Our train was to leave from Boston on Saturday morning.  Luckily my travel buddy kindly offered a place to sleep in Cape Cod, shortening the next morning’s drive.

We left Friday night at 6:45, headed for Sandwich, MA, a small town “on the cape”, as I’ve been informed is proper vernacular.  The town was tiny and reminded me of many towns and suburbs.  Grocery stores, dentist offices, schools, and houses predominated.

We ate at a Mexican restaurant, “Sam Diegos”.  The entrance had big letters spelling, “Buenos Nachos.”  I think it was supposed to be a lame play on “Buenas Noches.”  As a native Texan, sirens were sounding.  “Fake Tex-Mex! Fake Tex-Mex.”  In retrospect, the restaurant’s self-deprecating humor should have been refreshing.
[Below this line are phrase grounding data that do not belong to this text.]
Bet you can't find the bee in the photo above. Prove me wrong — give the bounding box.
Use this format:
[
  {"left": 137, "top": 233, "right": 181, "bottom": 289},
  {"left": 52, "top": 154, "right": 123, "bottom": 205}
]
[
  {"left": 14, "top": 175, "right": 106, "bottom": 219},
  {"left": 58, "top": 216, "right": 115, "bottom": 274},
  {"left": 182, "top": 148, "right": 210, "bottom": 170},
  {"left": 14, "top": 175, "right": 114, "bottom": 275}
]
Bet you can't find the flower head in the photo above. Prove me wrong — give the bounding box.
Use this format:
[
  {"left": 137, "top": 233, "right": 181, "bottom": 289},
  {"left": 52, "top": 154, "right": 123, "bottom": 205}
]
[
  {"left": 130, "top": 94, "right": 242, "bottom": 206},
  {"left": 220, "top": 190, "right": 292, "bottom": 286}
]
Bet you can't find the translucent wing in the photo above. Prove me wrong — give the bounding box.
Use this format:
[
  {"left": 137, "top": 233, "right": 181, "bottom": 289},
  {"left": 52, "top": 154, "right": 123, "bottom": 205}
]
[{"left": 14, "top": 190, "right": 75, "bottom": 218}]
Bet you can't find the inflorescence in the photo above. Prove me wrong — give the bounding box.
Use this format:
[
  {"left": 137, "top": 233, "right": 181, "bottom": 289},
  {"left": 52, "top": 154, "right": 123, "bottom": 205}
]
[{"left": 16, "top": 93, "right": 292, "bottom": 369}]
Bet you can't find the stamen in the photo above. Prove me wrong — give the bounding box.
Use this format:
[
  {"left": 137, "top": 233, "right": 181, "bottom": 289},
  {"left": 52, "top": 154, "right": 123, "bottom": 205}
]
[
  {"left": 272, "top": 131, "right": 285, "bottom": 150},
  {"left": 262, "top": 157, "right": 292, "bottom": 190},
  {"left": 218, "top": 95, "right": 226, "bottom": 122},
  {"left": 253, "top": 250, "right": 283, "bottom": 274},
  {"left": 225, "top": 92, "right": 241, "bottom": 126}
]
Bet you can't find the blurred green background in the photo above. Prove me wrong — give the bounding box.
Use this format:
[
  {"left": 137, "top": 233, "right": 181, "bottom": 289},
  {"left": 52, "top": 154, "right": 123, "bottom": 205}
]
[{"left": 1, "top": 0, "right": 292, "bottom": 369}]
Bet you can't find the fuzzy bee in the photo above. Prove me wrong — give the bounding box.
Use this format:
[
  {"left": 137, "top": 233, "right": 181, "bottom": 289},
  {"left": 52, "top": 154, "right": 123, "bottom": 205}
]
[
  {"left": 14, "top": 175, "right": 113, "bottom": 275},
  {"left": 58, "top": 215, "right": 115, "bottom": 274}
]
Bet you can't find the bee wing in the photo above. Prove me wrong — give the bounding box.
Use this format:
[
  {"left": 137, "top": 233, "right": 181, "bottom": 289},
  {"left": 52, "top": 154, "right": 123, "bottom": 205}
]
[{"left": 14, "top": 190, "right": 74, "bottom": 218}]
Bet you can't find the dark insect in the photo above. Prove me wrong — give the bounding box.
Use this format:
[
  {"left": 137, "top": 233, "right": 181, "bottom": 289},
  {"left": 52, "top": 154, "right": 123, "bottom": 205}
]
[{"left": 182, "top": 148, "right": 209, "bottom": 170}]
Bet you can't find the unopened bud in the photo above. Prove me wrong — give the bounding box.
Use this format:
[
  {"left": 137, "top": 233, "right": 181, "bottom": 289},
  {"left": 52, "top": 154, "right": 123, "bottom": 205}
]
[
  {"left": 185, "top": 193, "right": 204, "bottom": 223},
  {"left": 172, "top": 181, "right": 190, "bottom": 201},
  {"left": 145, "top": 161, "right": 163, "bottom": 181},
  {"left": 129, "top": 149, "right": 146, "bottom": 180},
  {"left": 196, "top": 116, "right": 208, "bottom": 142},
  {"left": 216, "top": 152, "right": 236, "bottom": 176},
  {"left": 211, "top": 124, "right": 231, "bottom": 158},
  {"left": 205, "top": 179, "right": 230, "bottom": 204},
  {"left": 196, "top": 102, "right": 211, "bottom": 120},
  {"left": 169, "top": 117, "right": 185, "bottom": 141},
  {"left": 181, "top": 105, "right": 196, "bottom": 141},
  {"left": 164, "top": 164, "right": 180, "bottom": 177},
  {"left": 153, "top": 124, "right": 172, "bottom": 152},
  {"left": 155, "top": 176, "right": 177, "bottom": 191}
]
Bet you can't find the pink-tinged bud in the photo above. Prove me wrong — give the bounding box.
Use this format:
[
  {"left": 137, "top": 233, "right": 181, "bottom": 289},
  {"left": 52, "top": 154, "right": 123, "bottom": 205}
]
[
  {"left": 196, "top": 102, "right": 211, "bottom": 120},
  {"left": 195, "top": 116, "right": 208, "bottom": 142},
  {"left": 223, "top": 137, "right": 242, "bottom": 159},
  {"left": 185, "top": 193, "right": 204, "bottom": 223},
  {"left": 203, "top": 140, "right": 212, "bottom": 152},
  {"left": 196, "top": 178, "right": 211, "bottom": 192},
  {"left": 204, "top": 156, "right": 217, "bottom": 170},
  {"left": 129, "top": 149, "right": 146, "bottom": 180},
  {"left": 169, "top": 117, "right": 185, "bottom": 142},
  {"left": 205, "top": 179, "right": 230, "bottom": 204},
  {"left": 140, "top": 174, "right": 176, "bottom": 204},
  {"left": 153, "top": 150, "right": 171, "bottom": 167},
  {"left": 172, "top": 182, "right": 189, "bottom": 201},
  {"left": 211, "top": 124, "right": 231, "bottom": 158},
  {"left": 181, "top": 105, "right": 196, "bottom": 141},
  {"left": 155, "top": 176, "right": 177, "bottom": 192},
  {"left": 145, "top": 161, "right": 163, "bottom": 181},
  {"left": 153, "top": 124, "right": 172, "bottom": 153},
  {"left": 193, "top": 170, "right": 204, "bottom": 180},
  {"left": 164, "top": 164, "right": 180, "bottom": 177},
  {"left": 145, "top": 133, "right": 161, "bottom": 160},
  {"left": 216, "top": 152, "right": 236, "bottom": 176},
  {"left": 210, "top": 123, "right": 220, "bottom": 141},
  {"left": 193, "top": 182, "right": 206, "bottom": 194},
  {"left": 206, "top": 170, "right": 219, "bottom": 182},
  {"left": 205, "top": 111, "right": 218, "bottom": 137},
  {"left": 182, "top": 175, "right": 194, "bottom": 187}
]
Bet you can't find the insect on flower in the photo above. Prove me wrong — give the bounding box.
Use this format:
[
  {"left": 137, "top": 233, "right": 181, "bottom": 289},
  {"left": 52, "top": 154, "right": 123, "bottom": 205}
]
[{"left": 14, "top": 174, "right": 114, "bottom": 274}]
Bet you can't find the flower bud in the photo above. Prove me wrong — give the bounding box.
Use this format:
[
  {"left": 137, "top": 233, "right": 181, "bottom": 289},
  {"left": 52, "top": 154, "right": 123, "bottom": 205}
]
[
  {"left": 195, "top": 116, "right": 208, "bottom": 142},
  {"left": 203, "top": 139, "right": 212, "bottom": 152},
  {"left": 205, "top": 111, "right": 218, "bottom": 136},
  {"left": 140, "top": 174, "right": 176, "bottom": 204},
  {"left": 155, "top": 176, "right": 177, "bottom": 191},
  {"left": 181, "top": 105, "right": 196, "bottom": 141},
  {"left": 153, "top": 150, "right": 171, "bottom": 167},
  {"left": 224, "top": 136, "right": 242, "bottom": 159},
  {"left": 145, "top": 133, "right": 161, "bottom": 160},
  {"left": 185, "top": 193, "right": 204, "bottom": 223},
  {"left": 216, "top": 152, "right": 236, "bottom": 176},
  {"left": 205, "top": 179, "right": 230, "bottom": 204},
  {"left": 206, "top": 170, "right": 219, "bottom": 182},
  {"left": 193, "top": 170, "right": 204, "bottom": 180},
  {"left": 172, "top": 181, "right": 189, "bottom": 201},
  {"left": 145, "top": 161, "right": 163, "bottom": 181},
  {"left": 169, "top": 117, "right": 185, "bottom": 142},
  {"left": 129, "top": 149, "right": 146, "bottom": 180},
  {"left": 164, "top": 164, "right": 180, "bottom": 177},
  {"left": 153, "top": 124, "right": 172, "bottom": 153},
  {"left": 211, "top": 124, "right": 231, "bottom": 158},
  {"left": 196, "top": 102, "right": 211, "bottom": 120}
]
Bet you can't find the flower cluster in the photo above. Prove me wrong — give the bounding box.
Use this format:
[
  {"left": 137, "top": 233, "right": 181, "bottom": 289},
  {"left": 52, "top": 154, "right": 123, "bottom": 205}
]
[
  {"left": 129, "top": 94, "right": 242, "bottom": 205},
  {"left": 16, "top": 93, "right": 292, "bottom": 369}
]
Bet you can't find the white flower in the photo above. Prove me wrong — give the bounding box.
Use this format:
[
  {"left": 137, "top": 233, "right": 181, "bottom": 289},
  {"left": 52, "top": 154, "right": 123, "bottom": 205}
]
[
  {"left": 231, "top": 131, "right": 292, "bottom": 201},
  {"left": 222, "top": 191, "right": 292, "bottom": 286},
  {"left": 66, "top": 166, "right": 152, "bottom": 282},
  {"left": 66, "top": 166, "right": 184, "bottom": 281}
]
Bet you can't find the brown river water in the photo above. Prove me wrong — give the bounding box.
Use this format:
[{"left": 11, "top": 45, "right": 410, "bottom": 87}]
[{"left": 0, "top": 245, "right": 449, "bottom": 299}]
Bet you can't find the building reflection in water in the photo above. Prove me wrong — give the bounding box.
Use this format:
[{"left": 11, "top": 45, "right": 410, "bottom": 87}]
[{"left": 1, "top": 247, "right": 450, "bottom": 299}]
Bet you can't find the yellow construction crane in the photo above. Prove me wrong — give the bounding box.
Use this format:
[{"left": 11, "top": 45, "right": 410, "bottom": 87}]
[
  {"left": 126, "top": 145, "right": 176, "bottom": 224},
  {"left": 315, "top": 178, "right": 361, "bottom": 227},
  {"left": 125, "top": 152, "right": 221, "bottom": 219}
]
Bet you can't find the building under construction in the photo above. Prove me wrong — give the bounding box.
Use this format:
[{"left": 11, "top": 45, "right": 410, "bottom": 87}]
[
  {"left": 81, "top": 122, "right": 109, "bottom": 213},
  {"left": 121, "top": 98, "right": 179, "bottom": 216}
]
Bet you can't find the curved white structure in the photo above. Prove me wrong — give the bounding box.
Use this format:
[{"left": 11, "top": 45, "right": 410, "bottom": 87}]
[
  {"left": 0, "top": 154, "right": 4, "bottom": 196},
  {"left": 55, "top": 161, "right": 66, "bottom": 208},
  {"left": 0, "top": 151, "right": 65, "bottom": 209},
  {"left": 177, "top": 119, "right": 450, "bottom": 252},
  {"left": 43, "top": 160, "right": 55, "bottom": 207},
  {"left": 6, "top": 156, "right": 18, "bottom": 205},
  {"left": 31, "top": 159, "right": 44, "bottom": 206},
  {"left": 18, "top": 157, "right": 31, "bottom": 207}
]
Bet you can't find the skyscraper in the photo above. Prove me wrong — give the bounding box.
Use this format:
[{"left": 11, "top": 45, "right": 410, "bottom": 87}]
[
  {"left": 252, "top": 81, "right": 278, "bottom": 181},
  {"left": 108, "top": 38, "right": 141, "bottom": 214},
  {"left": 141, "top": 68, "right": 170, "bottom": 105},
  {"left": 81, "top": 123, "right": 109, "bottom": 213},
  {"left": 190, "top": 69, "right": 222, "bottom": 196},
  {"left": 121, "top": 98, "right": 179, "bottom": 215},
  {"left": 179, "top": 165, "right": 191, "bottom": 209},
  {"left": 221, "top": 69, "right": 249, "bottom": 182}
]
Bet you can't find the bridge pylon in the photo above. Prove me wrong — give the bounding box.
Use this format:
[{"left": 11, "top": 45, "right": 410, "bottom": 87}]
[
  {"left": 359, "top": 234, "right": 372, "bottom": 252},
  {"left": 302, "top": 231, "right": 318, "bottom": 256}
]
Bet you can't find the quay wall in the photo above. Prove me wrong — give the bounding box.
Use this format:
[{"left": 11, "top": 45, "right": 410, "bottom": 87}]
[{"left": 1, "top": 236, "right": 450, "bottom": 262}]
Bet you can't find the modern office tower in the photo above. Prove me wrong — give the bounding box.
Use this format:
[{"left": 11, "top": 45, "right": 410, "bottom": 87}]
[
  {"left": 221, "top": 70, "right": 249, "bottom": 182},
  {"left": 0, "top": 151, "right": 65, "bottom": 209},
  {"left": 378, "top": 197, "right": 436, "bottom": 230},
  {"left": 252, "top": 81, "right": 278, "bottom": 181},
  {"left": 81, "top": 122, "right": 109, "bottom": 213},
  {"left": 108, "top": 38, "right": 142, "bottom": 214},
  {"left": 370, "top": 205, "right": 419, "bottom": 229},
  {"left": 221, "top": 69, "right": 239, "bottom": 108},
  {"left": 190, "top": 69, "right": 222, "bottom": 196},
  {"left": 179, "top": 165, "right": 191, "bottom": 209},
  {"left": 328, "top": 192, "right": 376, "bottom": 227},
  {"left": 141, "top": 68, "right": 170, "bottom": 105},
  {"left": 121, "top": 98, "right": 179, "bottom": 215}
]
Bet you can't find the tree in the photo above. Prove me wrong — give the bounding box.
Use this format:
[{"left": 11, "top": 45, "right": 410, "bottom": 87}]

In line with my dire predictions, the chips were buried in salt, the salsa was tomato paste with less zest than Tostito’s picante sauce, and the margarita was mostly water.  I sat down with Nikki and her friends, an energetic group of early 20-somethings.  Their energy and excitement to see each other conjured memories of coming home from college.  Their “present mindset” fascinated me as they fantasized about an idyllic summer on the Cape, drinking without a worry.  The kind of carefree summer I know I’ll never get back.

In another surprising twist, the conversation turned towards Nashville, Tennessee. The South was discussed in doting, romantic tones.  One of their boyfriends serendipitously met a song-writer and may have found his break.  Or not.  These are the Nashville tales you hear in so many country ballads.  I could not believe I was in Massachusetts eating Tex-Mex and discussing country music.  There wasn’t a more improbable situation.

They had dreams.  “My aunt used to write songs for Miranda Lambert.  Your boyfriend should totally call her.”  Their eyes gleamed with romance and hints of inebriation.  Small tables of hometown friends conspire to change the world in little towns across this country.